Lo está mirando. Lo nota como un hormigueo en la piel.
Lo mira, como todos los días, desde la distancia, y como hace siempre, finge que no se da cuenta, porque no puede enfrentarse a esa mirada de adoración que le dedica.
Y le duele, de verdad que le duele, porque no le corresponde, porque no puede hacerlo, porque sus sentimientos no son los mismos que los de él, y le duele, porque sabe que le hace daño, pero no puede evitarlo. Le quiere, pero no de la misma manera en la él le quiere.
No sabe cuándo empezó todo esto, tal vez desde el principio, cuando eran dos críos pequeños que jugaban en el parque al pilla pilla. O tal vez fue tras aquella travesura que hicieron en el colegio y que a los dos los hizo reír como locos durante todo el castigo. O tal vez fue durante aquel verano, cuando ambos dieron el estirón, la voz se les puso más grave y los abrazos después de un partido empezaron a tener significados distintos para ambos.
No sabe cuándo empezó, pero sabe que tiene que terminarlo. Lleva mucho tiempo retrasándolo y sabe que, a la larga, será mucho peor, pero no se atreve porque tiene miedo de decirle a la cara lo que seguro que ya sospecha, porque una vez que se lo diga será real y ya no habrá marcha atrás. Y tiene miedo porque su amistad es lo más importante a él, se conocen desde hace años y es uno de los más grandes pilares de su vida, pero tiene miedo de que eso deje de ser así. Aunque sabe que tiene que hacerlo.
El timbre del descanso suena. El resto de sus compañeros de clase se levantan de sus asientos para estirar las piernas, pero él se queda allí, con la cabeza en su mundo, pensando en cómo puede encontrar una solución a todo esto, una solución en la que ninguno de los dos salga herido.
Una mano grande posada sobre su hombro le saca de sus pensamientos. Gira la cabeza y allí está, con una sonrisa que solo le dirige a él y una mirada llena de dulzura. Le devuelve una pequeña sonrisa y comienzan a hablar de su fin de semana, lo que es una tontería porque han estado juntos jugando a la consola.
El tiempo se les pasa volando. El timbre vuelve a sonar anunciando el inicio de una nueva clase. Él vuelve a su asiento, dejando una sensación de frío en el hombro donde ha mantenido su mano apoyada todo el rato. Vuelve a perderse en sus pensamientos.

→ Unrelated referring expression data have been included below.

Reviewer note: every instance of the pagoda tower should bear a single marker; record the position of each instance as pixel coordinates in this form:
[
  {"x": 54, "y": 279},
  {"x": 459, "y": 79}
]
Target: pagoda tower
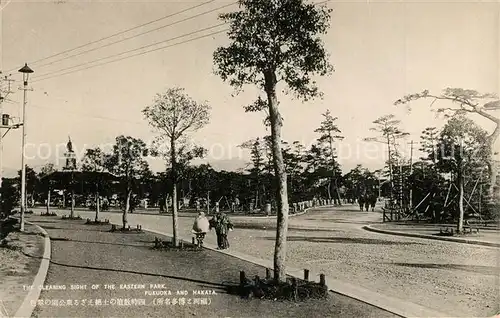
[{"x": 70, "y": 156}]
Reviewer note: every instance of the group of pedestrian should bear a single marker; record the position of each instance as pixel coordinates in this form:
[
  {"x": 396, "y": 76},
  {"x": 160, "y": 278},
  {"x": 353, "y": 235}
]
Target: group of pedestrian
[{"x": 220, "y": 222}]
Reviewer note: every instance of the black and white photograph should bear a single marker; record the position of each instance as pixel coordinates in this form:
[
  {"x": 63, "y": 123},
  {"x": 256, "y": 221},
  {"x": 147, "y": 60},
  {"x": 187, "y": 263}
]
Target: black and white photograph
[{"x": 249, "y": 158}]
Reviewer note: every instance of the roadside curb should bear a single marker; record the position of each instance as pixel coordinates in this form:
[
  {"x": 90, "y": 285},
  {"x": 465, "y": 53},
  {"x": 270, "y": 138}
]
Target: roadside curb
[
  {"x": 289, "y": 215},
  {"x": 431, "y": 237},
  {"x": 395, "y": 306},
  {"x": 26, "y": 309}
]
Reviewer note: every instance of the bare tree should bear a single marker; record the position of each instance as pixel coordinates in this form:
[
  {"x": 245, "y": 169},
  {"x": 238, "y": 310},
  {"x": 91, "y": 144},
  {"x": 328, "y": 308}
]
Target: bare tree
[
  {"x": 173, "y": 115},
  {"x": 329, "y": 134},
  {"x": 128, "y": 163},
  {"x": 388, "y": 131},
  {"x": 467, "y": 101},
  {"x": 94, "y": 161},
  {"x": 272, "y": 42}
]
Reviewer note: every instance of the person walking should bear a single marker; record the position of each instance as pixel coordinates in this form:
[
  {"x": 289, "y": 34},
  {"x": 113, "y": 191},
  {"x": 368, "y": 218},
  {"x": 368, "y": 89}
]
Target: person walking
[
  {"x": 200, "y": 227},
  {"x": 222, "y": 226}
]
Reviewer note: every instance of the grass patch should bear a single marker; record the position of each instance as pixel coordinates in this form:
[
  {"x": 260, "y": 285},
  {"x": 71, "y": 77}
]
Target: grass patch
[
  {"x": 97, "y": 222},
  {"x": 48, "y": 214},
  {"x": 68, "y": 217},
  {"x": 160, "y": 244},
  {"x": 293, "y": 289},
  {"x": 129, "y": 229}
]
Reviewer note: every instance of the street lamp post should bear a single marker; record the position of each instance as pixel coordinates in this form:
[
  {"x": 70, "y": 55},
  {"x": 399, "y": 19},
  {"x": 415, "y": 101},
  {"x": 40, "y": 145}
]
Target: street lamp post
[{"x": 26, "y": 71}]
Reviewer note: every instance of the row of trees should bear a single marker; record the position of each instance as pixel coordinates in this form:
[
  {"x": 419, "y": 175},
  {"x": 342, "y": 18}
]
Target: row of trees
[{"x": 273, "y": 44}]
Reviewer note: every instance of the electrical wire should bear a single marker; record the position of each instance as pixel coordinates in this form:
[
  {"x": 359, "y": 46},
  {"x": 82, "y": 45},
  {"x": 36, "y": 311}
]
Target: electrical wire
[
  {"x": 127, "y": 57},
  {"x": 128, "y": 51},
  {"x": 120, "y": 33},
  {"x": 90, "y": 116},
  {"x": 137, "y": 35},
  {"x": 42, "y": 78}
]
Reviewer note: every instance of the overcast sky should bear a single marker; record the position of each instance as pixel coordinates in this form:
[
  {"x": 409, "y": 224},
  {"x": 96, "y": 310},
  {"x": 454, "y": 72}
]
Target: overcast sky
[{"x": 381, "y": 50}]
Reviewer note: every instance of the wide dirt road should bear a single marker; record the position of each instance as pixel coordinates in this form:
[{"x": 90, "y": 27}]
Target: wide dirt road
[{"x": 455, "y": 278}]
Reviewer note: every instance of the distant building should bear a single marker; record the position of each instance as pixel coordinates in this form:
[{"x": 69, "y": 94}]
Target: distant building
[{"x": 70, "y": 156}]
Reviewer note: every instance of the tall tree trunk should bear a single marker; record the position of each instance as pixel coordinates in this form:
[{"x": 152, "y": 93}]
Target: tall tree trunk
[
  {"x": 173, "y": 158},
  {"x": 328, "y": 189},
  {"x": 279, "y": 169},
  {"x": 335, "y": 183},
  {"x": 391, "y": 177},
  {"x": 97, "y": 206},
  {"x": 492, "y": 165},
  {"x": 460, "y": 225},
  {"x": 127, "y": 208},
  {"x": 72, "y": 214},
  {"x": 48, "y": 201}
]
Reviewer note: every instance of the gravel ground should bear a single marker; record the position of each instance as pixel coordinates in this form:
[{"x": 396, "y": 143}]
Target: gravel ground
[
  {"x": 19, "y": 263},
  {"x": 83, "y": 254},
  {"x": 488, "y": 235},
  {"x": 460, "y": 279}
]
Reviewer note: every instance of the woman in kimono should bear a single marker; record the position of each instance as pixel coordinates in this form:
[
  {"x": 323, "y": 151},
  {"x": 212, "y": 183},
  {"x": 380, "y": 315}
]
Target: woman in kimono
[
  {"x": 200, "y": 227},
  {"x": 222, "y": 226}
]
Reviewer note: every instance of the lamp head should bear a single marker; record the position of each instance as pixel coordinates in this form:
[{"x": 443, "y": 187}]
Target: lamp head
[{"x": 26, "y": 71}]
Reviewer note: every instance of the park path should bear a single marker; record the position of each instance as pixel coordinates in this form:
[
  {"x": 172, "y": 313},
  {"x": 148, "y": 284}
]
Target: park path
[
  {"x": 88, "y": 256},
  {"x": 459, "y": 279}
]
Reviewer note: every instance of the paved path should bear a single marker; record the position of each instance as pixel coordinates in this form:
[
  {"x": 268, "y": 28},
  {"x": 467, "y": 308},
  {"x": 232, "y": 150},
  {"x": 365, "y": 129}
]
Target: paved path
[
  {"x": 449, "y": 277},
  {"x": 489, "y": 236},
  {"x": 84, "y": 256}
]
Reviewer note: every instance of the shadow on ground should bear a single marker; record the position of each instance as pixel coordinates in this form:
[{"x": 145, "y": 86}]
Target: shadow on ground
[
  {"x": 345, "y": 240},
  {"x": 226, "y": 287},
  {"x": 485, "y": 270}
]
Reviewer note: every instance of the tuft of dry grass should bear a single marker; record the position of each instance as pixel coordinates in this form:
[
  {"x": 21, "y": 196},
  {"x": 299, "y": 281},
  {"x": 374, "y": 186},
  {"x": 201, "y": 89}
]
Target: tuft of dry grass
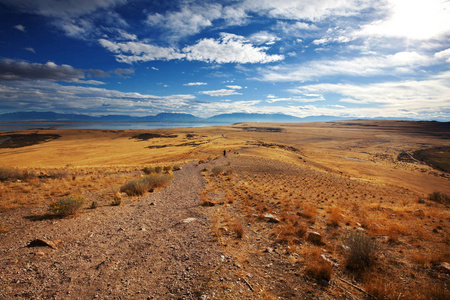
[
  {"x": 67, "y": 206},
  {"x": 138, "y": 187},
  {"x": 362, "y": 250}
]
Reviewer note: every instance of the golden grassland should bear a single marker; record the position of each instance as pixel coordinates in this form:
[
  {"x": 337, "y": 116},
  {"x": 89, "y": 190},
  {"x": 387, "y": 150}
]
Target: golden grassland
[{"x": 332, "y": 178}]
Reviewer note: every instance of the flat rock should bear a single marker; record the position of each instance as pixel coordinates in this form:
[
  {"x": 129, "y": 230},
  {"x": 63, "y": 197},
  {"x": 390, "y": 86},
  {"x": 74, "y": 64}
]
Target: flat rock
[
  {"x": 43, "y": 243},
  {"x": 271, "y": 218},
  {"x": 189, "y": 220},
  {"x": 314, "y": 237}
]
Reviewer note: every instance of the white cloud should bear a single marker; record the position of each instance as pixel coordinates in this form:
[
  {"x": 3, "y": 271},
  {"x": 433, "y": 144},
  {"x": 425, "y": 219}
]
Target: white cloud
[
  {"x": 195, "y": 83},
  {"x": 130, "y": 52},
  {"x": 305, "y": 99},
  {"x": 188, "y": 21},
  {"x": 305, "y": 10},
  {"x": 234, "y": 87},
  {"x": 426, "y": 98},
  {"x": 57, "y": 8},
  {"x": 229, "y": 48},
  {"x": 419, "y": 19},
  {"x": 30, "y": 49},
  {"x": 444, "y": 54},
  {"x": 263, "y": 37},
  {"x": 399, "y": 63},
  {"x": 220, "y": 93},
  {"x": 20, "y": 27}
]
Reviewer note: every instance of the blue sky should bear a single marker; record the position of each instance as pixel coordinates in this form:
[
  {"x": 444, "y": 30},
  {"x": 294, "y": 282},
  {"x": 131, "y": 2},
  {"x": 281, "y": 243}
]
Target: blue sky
[{"x": 349, "y": 58}]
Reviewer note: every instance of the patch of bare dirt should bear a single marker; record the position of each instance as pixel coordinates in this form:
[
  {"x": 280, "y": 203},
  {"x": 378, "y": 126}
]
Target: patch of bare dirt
[{"x": 156, "y": 248}]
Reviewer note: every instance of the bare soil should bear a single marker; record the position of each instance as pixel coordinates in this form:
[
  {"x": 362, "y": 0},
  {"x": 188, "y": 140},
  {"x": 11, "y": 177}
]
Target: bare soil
[{"x": 157, "y": 248}]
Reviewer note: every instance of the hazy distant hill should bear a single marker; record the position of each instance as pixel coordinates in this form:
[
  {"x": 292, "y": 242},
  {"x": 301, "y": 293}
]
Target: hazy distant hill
[{"x": 162, "y": 117}]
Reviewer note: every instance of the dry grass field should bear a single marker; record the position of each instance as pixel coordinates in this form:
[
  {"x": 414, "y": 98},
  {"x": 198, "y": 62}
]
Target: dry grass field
[{"x": 336, "y": 210}]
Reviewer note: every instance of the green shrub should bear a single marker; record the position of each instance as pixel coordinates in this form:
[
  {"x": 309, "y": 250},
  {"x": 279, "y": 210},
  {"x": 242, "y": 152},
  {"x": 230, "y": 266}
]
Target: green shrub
[
  {"x": 362, "y": 250},
  {"x": 67, "y": 206},
  {"x": 217, "y": 170},
  {"x": 439, "y": 198},
  {"x": 138, "y": 187}
]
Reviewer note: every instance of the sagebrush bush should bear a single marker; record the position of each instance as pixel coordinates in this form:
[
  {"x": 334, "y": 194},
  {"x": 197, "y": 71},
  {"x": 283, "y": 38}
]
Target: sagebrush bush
[
  {"x": 217, "y": 170},
  {"x": 67, "y": 206},
  {"x": 138, "y": 187},
  {"x": 439, "y": 198},
  {"x": 362, "y": 250}
]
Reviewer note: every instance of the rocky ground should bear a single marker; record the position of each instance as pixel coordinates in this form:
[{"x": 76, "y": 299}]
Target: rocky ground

Definitivamente tiene que acabar con esto, para que ambos puedan ser libres. Uno se merece querer sin el temor de hacerle daño a nadie. El otro se merece querer a alguien que le quiera y que le corresponda.
Y es difícil, porque cuando se trata de amor no eliges quién te gusta, pero tampoco eliges quién no te gusta. Simplemente pasa, no puedes elegir. Y es una putada, porque si pudiese escoger, escogería verle del mismo modo en que le ve él. Le escogería a él.

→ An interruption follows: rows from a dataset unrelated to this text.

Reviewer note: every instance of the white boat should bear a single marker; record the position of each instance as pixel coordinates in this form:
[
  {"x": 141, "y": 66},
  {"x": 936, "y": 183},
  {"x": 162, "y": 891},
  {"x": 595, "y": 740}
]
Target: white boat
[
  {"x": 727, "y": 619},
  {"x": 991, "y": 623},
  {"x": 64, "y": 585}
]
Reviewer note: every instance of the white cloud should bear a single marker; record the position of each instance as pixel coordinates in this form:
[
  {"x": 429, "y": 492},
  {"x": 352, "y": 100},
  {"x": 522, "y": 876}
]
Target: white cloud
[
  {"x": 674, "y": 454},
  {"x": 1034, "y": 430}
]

Porque siempre se habla de lo mal que lo pasan los que se quedan en la friendzone, pero pocas veces se habla de los que frienzonean, porque ellos también saben lo que duele el rechazo, también sienten ese miedo y también sufren por negarle a alguien que quieren su deseo. Y todo es porque cada uno tiene una manera distinta de querer. Una que no es compatible entre sí.